The new kind of rice grows in a manner that nearly eliminates the production of methane, a potent greenhouse gas. And rice is a big source of methane: Scientists estimate that somewhere in the neighborhood of 8 to 15 percent of global methane emissions come from rice paddies around the world. Methane is 20 times more efficient at trapping heat in atmosphere than its better-known counterpart, carbon dioxide, making the team’s contribution especially important for climate issues.
The research has been recognized with a “Best of What’s New” award for 2015 by Popular Science. The work was named the grand prize winner in the magazine’s engineering category, one of 10 categories in which a total of 100 research developments around the globe were recognized. The awards are described in the December issue of the magazine.
PNNL scientist Christer Jansson led the team; he is director of plant sciences at EMSL, the Environmental Molecular Sciences Laboratory, a DOE user facility at PNNL. For more than a decade he has worked closely with Chuanxin Sun of the Swedish University of Agricultural Sciences, who has contributed significantly to the research on rice. The two published a research paper about the rice in July in Nature, together with other researchers at the Swedish institution and colleagues at China’s Fujian Academy of Agricultural Sciences and Hunan Agricultural University.

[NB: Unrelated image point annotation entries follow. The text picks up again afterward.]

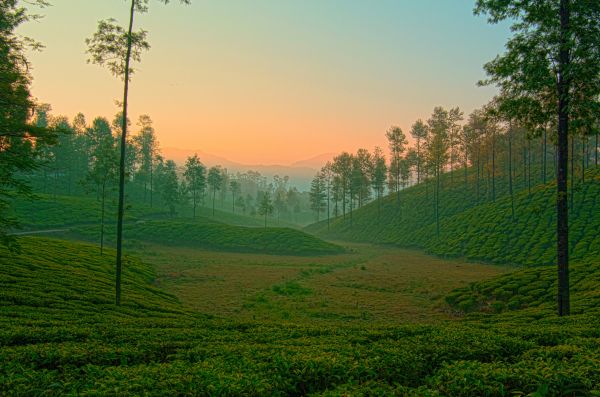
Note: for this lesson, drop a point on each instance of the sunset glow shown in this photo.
(273, 82)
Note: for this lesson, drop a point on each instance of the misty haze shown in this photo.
(289, 198)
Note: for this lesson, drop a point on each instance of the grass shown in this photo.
(49, 211)
(379, 285)
(59, 335)
(530, 288)
(484, 231)
(208, 234)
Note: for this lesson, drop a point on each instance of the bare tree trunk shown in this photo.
(121, 212)
(544, 155)
(493, 167)
(102, 218)
(510, 191)
(562, 225)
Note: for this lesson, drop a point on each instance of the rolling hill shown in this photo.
(60, 335)
(477, 229)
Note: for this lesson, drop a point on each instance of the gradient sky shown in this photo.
(273, 81)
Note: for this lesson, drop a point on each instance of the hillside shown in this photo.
(484, 231)
(48, 211)
(60, 335)
(209, 234)
(533, 289)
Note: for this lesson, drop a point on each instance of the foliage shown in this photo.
(483, 232)
(58, 338)
(209, 234)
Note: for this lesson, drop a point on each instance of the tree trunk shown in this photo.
(437, 203)
(572, 192)
(529, 168)
(562, 224)
(544, 155)
(512, 197)
(121, 212)
(493, 167)
(214, 198)
(102, 219)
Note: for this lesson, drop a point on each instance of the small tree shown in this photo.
(318, 194)
(215, 181)
(397, 144)
(195, 176)
(265, 205)
(116, 48)
(170, 187)
(103, 167)
(235, 189)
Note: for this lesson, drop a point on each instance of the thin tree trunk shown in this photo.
(583, 157)
(493, 168)
(529, 168)
(510, 191)
(572, 173)
(562, 225)
(122, 162)
(437, 203)
(544, 156)
(102, 219)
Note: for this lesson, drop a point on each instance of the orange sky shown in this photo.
(273, 82)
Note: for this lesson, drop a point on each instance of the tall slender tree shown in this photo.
(553, 59)
(195, 176)
(116, 47)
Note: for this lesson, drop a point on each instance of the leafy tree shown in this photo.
(397, 144)
(116, 47)
(419, 133)
(235, 189)
(103, 167)
(195, 176)
(146, 146)
(265, 205)
(342, 168)
(318, 194)
(378, 176)
(20, 140)
(215, 181)
(327, 173)
(552, 61)
(437, 146)
(170, 191)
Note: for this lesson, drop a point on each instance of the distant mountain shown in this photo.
(300, 172)
(316, 162)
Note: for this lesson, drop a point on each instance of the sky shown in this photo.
(272, 81)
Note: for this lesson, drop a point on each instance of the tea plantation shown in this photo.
(206, 233)
(481, 231)
(60, 335)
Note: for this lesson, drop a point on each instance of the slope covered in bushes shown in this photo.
(480, 231)
(60, 335)
(212, 235)
(530, 288)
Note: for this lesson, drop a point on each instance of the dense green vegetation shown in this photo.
(530, 288)
(49, 211)
(479, 231)
(60, 336)
(209, 234)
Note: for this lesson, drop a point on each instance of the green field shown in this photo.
(209, 234)
(60, 334)
(481, 231)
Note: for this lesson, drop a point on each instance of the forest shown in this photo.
(461, 258)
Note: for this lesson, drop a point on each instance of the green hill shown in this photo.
(60, 335)
(530, 289)
(482, 231)
(48, 211)
(212, 235)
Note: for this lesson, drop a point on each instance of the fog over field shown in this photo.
(340, 198)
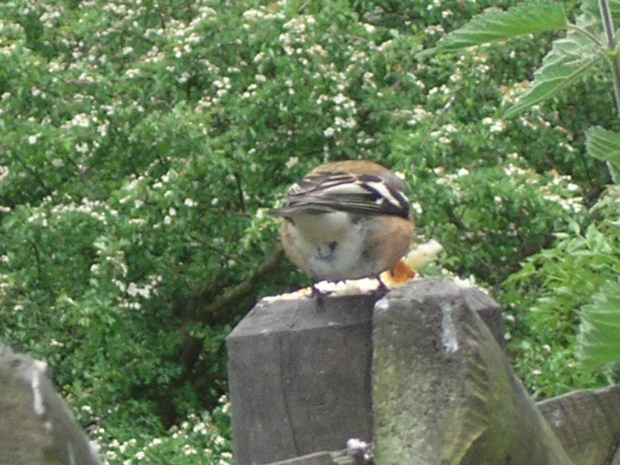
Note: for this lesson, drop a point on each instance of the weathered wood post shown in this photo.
(300, 373)
(35, 426)
(299, 377)
(443, 390)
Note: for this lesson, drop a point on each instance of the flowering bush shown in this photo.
(144, 141)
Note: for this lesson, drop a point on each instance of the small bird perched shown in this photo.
(346, 220)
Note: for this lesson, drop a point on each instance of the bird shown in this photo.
(346, 220)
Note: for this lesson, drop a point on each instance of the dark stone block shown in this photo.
(35, 426)
(299, 375)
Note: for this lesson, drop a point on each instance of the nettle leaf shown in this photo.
(599, 337)
(605, 145)
(492, 26)
(569, 59)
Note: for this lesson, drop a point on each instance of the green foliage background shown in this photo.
(142, 143)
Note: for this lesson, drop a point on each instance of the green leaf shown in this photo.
(605, 145)
(492, 26)
(568, 61)
(599, 338)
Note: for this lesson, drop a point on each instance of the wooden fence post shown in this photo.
(35, 426)
(300, 373)
(443, 391)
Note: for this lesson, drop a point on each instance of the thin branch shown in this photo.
(608, 25)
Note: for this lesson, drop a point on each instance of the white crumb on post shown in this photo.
(448, 329)
(37, 396)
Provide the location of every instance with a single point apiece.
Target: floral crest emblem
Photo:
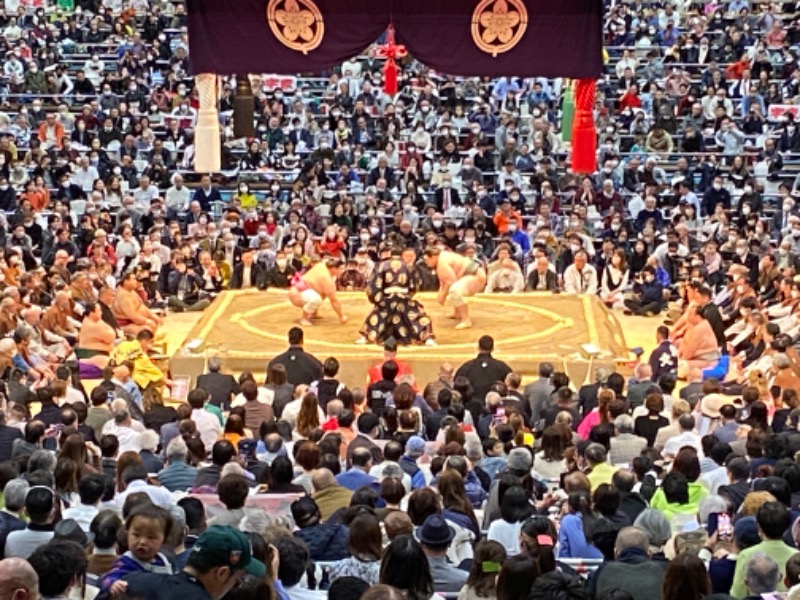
(297, 24)
(498, 25)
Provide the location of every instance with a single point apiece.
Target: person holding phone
(720, 555)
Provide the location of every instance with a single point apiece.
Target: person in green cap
(218, 562)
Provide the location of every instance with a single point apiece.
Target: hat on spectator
(69, 530)
(711, 404)
(415, 446)
(520, 459)
(435, 531)
(223, 546)
(304, 509)
(397, 523)
(745, 532)
(390, 344)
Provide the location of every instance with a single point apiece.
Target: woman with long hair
(66, 477)
(234, 430)
(278, 478)
(365, 545)
(282, 390)
(686, 579)
(647, 426)
(549, 463)
(456, 504)
(516, 578)
(687, 464)
(598, 415)
(405, 567)
(125, 460)
(308, 417)
(74, 448)
(573, 537)
(537, 539)
(515, 508)
(482, 581)
(308, 456)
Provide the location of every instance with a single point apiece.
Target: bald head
(631, 537)
(18, 580)
(322, 479)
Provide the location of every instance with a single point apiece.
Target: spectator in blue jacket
(415, 447)
(325, 541)
(650, 293)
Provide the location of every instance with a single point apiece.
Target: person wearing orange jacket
(505, 216)
(51, 132)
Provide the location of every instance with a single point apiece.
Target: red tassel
(390, 50)
(390, 77)
(584, 133)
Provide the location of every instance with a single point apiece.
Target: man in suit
(587, 394)
(220, 387)
(693, 392)
(301, 367)
(382, 171)
(368, 430)
(738, 474)
(542, 278)
(206, 194)
(780, 218)
(446, 197)
(644, 381)
(248, 273)
(538, 393)
(7, 437)
(484, 370)
(14, 495)
(679, 408)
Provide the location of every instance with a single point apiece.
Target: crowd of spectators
(473, 485)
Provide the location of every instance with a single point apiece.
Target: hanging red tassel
(390, 51)
(584, 133)
(390, 77)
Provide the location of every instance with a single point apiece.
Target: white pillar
(207, 141)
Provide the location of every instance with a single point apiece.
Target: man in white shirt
(208, 426)
(291, 410)
(123, 427)
(91, 489)
(687, 437)
(580, 277)
(135, 480)
(177, 197)
(85, 175)
(145, 193)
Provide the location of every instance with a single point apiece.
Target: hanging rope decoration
(584, 133)
(568, 111)
(208, 154)
(390, 51)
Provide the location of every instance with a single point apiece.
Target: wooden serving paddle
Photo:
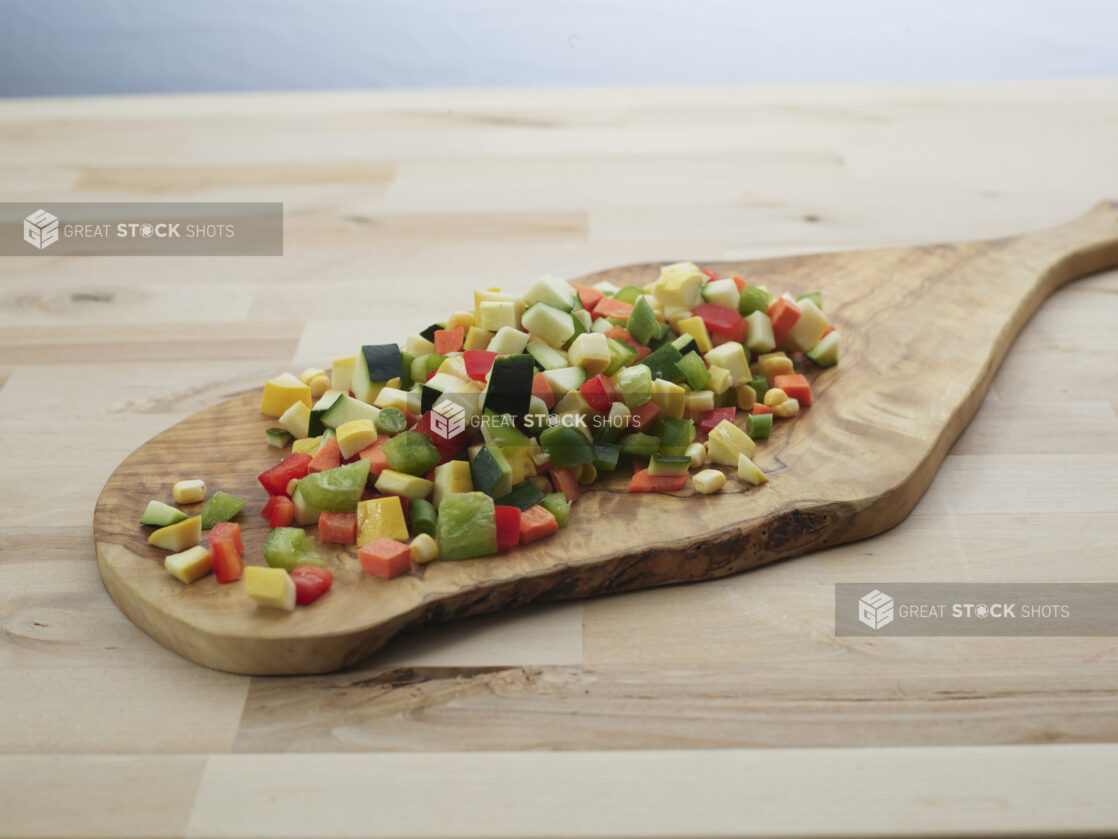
(924, 330)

To create the rice, the team identified a gene in barley that directs how that plant uses carbon, then spliced that gene into common rice. The change redirected the way the rice plant uses the carbon it pulls from the atmosphere, causing the plant to send more carbon into the plant’s grain and stems and less into its roots.
That change increases the amount of starch and the yield of rice and reduces the carbon available to the roots, where bacteria convert much of the substance into methane.
“This is a win-win finding,” said Jansson, a plant biochemist. “The process results in reduced methane emissions, which helps to mitigate climate change, and also results in more biomass – more food. This dual effect is very positive.”
Much of Jansson’s work focuses on understanding how plants absorb light and tap water and carbon to carry out photosynthesis. The work is central to scientists who investigate “bioenergy,” which involves creating or tapping biological materials for energy. Jansson has worked with crops like sorghum, rice and tobacco to discover new ways to create plants that offer novel energy traits.
Funding for this research was provided by the Swedish University of Agricultural Sciences, the Swedish Research Council for Environment, Agricultural Sciences and Spatial Planning, the National Natural Science Foundation of China and the Carl Tryggers Foundation. Most of Jansson’s current research is funded by the Department of Energy’s Office of Science and ARPA-E.